Find Pages

Posted at Nov 20/2005 03:57 PM by Peter Y:
On the outside, the data collection protocol for this study was relatively straightforward to orchestrate. Random samples of each of the six Harry Potter books and the Stephen King book were taken to create the data for study. A random number generator (EXCEL) was used to select 10 pages from each book. A selection of words from each page was then taken for analysis. Words in novels, however, do not exist independently of one another but, instead, are ordered into sentences. In light of this, it was deemed appropriate to select complete sentences for analysis. Therefore, the selection of words on each randomly chosen page began with the first word of the first complete sentence at the top of the page. A target number of 120 words was used for each selection, or about 1/3 of a page. This number was chosen because it is large enough to include a wide range of words without being unwieldy. A smaller sample could more easily be skewed by being all dialogue or some other weighted style of writing. A larger number of words makes that extreme result less likely.

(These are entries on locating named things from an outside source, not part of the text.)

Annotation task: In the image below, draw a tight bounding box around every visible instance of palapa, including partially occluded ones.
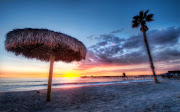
[5,28,87,101]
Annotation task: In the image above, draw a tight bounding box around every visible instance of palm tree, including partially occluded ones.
[132,10,159,83]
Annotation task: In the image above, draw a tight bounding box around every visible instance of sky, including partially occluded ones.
[0,0,180,77]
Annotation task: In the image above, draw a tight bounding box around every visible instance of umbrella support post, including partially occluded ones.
[46,54,55,102]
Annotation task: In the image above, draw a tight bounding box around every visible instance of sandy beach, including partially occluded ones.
[0,80,180,112]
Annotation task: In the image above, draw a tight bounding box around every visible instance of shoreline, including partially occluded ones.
[0,80,180,112]
[0,79,154,93]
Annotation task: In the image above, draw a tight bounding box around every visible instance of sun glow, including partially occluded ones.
[63,70,80,79]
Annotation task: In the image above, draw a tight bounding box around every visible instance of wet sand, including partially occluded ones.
[0,80,180,112]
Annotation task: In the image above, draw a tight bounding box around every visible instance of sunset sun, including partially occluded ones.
[63,71,80,79]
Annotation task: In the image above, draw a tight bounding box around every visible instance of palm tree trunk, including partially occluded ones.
[46,54,55,102]
[142,25,159,83]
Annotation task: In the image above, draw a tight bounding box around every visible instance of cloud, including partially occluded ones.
[79,27,180,68]
[111,28,124,34]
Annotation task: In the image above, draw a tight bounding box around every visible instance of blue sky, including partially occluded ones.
[0,0,180,77]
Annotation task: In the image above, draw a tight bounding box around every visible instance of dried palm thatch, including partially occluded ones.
[5,28,87,101]
[5,28,86,62]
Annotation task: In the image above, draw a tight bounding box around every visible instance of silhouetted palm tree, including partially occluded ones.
[132,10,158,83]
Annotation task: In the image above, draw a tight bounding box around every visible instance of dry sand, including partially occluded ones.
[0,80,180,112]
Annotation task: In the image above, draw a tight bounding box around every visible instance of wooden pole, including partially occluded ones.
[46,54,55,102]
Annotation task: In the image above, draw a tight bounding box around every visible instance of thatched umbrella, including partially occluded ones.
[5,28,86,101]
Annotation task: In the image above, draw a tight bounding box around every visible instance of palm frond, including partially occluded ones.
[139,11,143,17]
[140,25,149,32]
[146,14,154,20]
[132,23,140,28]
[144,10,149,18]
[132,20,139,23]
[133,15,139,20]
[146,19,154,22]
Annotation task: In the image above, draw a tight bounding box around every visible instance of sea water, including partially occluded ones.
[0,77,153,92]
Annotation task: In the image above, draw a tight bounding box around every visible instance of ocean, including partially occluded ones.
[0,77,153,92]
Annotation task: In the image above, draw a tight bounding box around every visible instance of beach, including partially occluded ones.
[0,79,180,112]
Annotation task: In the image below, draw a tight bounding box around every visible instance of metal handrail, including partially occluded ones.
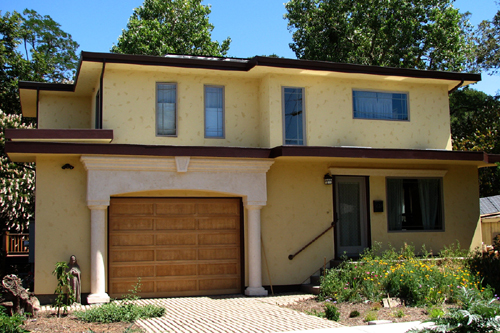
[288,221,337,260]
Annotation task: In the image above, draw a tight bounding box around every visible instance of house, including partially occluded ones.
[6,52,500,303]
[479,195,500,245]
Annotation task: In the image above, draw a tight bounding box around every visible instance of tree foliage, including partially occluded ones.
[450,88,500,197]
[284,0,472,71]
[0,10,78,230]
[111,0,231,56]
[475,11,500,72]
[0,9,78,114]
[0,110,35,230]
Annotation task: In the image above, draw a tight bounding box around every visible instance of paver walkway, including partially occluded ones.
[133,295,342,333]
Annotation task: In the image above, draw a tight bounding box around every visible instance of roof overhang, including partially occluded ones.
[19,51,481,117]
[5,140,495,167]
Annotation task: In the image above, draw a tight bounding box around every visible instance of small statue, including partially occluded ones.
[67,255,82,304]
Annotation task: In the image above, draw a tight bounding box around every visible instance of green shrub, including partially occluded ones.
[365,311,378,321]
[321,244,488,306]
[75,301,165,323]
[0,306,29,333]
[427,307,444,320]
[75,278,165,323]
[325,303,340,321]
[409,289,500,333]
[349,310,361,318]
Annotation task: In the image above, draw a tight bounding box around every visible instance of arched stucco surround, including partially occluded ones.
[81,156,273,303]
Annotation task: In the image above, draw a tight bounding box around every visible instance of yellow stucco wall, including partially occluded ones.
[103,70,259,147]
[38,93,91,129]
[35,156,90,294]
[39,68,451,149]
[262,159,481,285]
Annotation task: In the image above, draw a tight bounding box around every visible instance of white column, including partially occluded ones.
[87,205,109,304]
[245,205,267,296]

The sample process stopped at the end of the sentence that came closest to 120 words. Thus, the number of words sampled on each page varies between about 110 and 130 words.

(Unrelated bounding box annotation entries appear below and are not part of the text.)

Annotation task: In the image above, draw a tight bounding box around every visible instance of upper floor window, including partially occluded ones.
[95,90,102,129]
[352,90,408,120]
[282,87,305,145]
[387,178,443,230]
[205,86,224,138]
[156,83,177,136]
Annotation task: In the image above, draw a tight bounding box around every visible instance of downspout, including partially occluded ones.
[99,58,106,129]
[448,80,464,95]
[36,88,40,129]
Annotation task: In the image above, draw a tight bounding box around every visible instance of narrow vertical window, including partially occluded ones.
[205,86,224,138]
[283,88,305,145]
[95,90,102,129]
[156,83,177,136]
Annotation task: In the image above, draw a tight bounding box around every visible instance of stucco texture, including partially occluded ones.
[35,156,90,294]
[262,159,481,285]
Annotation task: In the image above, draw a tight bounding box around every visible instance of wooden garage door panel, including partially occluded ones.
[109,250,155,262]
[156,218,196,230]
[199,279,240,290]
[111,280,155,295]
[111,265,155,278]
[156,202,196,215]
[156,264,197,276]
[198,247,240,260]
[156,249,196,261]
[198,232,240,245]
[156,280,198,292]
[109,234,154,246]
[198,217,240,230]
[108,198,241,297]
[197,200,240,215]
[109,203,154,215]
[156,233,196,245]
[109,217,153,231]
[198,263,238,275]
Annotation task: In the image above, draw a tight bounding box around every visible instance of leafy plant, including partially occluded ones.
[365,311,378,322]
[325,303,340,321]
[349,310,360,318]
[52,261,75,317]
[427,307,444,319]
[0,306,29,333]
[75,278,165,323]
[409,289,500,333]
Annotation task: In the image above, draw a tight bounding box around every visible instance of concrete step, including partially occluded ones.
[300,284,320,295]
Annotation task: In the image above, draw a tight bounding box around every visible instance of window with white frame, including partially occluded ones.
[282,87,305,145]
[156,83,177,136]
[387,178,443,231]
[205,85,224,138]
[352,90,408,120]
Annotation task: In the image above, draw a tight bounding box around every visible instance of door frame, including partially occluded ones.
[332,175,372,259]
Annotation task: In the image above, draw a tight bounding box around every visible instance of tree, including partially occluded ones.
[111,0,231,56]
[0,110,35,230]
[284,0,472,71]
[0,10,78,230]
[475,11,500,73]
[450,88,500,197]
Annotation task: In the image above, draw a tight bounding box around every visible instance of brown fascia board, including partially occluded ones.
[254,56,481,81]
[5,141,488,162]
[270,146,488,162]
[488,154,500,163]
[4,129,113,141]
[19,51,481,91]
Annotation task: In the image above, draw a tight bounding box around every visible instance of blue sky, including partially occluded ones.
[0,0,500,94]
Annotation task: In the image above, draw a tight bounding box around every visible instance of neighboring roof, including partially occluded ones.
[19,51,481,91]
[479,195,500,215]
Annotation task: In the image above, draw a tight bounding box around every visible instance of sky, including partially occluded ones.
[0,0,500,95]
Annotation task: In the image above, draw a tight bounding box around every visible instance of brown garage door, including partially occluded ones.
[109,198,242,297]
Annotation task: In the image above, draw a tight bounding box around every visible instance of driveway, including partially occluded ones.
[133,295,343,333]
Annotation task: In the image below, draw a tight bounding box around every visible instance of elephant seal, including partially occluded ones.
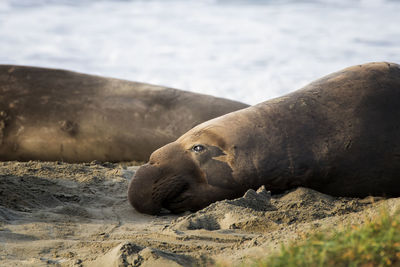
[0,65,248,162]
[128,63,400,214]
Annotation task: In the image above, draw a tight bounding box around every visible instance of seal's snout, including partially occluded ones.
[128,164,161,214]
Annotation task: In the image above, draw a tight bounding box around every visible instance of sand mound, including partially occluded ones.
[0,162,400,266]
[168,186,373,232]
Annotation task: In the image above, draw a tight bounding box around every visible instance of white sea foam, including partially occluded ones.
[0,0,400,104]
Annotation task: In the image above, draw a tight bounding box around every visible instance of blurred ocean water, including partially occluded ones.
[0,0,400,104]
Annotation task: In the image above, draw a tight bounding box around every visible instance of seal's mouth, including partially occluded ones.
[162,183,191,213]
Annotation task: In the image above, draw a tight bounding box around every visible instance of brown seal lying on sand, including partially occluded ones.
[128,63,400,214]
[0,65,248,162]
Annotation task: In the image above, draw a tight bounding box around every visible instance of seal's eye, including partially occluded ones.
[192,145,206,153]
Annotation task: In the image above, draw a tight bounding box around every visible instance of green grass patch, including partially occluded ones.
[254,211,400,267]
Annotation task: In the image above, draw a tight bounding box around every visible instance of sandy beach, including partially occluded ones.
[0,161,400,266]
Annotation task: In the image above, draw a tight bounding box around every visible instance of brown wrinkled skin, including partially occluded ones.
[128,63,400,214]
[0,65,248,162]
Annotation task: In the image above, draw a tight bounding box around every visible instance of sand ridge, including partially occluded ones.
[0,161,400,266]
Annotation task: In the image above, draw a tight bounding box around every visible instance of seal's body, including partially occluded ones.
[0,65,248,162]
[128,63,400,214]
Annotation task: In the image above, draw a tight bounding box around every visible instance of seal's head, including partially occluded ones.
[128,126,243,214]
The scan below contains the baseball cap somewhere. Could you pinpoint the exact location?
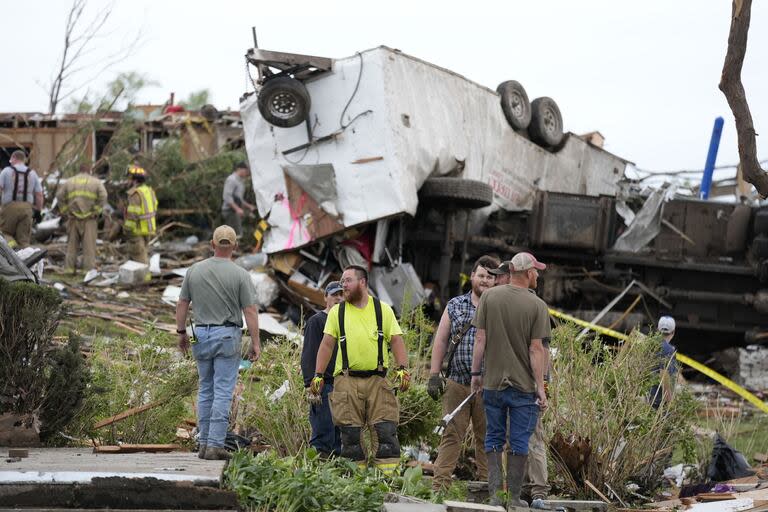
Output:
[659,316,675,334]
[488,261,510,276]
[325,281,344,295]
[213,224,237,245]
[509,252,547,272]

This was all relatively straightforward and easy to set up. More challenging was the actual categorization of each datum, or word. Every word was assigned one of nine categories: noun, verb, adjective, adverb, pronoun, preposition, conjunction, article, or interjection. The nine categories were designed to cover any potential word in the study. The problem, of course, is that the definitions of these nine parts of speech are by no means hard and fast, and many—if not most—words can fall into more than one category depending on their usage. A word like “there”, for instance, can at times be used as a noun, an adverb, an adjective, or a pronoun, depending on its context. Thus the biggest challenge in the design of the study is to maintain a level of consistency that allows the data analysis to be meaningful.

Therefore the nine categories will be briefly laid out below, along with some of the ground rules used to govern word placement:

Noun: Nouns are persons, places, objects, and ideas. This category is usually straightforward. For the sake of simplicity, full names and titled names were considered one single noun (i.e. John Smith or Professor Zheng is considered one noun).

Verb: Verbs are actions. They denote some level of activity taken by a subject. In this study compound verbs (have slept, would be going, etc.) were considered separately, with each word counting as a different verb. Also, gerunds (verbs being used as nouns) and verbs being used as adjectives were considered verbs for the purpose of the study.

Adjective: Adjectives are modifiers. They describe nouns and pronouns. The main source of confusion with this category is that possessive pronouns are considered as adjectives (i.e. “his” car, “our” home—both are adjectives).

Adverbs: Adverbs are modifiers of verbs, adjectives, and other adverbs. According to Mr. King, they are one of the most telling parts of speech in a writer’s arsenal.

Pronoun: Pronouns take the place of proper nouns, replacing them with placeholder words like “me”, “she” or “they”. As noted before, possessive pronouns are considered adjectives in this study.

Preposition: Prepositions describe the relation of objects to one another. “Of”, “above”, “from”, “with”, “toward”, etc.

Conjunction: Conjunctions connect different parts of a sentence with words like “and”, “but”, and “because”.

Articles: Articles are “a”, “an”, and “the”.

Interjections: Interjections are words that are expressed without real meaning—usually in dialogue. Whenever someone says “Wow” or “Ouch!” those are interjections.

In deciding how to categorize words the Merriam-Webster English-language dictionary was used to define each word’s usage and part of speech, and every attempt at consistency was made.